Last Thursday was an important day for me. Well, it was Thursday night/Friday morning. But I connected with new people in a way that I haven't in a very long time. Plus, I got to be part of an open mic crew that warmed-up the crowd for Mike McGee, and then later just hang-out and have some down-to-earth conversations with him and some friends . . . new friends! Do you know how long it has been since Heather and I have made new friends? Not simply aquaintances, but friends? Too long.

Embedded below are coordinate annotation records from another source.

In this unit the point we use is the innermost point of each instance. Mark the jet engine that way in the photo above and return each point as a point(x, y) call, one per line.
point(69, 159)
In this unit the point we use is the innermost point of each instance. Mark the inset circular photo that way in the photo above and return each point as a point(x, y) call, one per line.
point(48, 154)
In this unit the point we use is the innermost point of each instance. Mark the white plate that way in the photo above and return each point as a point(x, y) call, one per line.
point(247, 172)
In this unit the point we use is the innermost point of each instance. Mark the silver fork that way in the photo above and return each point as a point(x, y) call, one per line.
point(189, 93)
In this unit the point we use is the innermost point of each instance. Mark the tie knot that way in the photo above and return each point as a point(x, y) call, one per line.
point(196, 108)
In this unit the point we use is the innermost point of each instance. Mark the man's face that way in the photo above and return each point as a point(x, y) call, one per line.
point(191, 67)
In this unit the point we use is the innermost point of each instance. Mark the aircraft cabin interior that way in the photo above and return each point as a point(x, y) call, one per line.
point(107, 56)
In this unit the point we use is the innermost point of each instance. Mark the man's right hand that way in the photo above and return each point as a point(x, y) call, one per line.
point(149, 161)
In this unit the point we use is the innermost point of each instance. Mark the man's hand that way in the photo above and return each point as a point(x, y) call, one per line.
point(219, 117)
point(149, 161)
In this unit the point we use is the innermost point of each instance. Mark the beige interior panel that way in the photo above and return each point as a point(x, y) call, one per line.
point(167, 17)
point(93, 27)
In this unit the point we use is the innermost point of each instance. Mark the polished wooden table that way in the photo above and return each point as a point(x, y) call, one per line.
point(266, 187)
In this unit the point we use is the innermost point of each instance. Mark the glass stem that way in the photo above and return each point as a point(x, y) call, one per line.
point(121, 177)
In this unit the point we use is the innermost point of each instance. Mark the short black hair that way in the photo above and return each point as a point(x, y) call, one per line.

And then on Friday I wrote more than I've written in weeks, at least as far starting and crafting is concerned. I wrote a full poem on Monday, but I felt like I was forcing myself. Friday was a day of writing inspiration. I laid down on the couch while Heather cooked dinner (I felt like an asshole for not helping her, but I was crashing hard and needed a power nap. I'm definately sick with something, I just hope I haven't gotten Heather's Mono), and I couldn't fully fall asleep. On that edge of sleep, I heard lines rise up into my mind. Some ran together, forming stanzas, even pages. Some stood alone, singularly representing somethings that I would create from them. I couldn't rouse myself enough to put it all down, but after dinner I sat and tried to draw them out of me again. I'm pleased with what I got, but I wish I had retained more. I just try to remind myself that God is faithful in a multitude of ways, and the missed lines will return.

And then last night Heather and I had amazing sex. It was what goodbye sex should be, even though it is only goodbye for a week.
She is going to Yale for a week to do research for her master's thesis. The writer she is studying is so obscure that she has to go to where he taught 90 years ago in order to find more than half of his work. But, she truly believes that William Henry Bishop is an author who has, for the most part, fallen through the cracks of history, and is a very important author of his time. I love to see her so excited over this. Especially since she is going to have to work her ass off.

. . .

We also recieved an anonymous $300 in the mail. We feel awkard about it, but we really freaking need it. It came with the Blue Day Book, a silly but cute book, with great pictures, about cheering yourself up.

So many people have been generous to us. God is keeping us afloat from moment to moment, one little bit at a time. I suppose that's the way it always is, but we but don't realize it when we think we have so much, and simply take our lives for granted.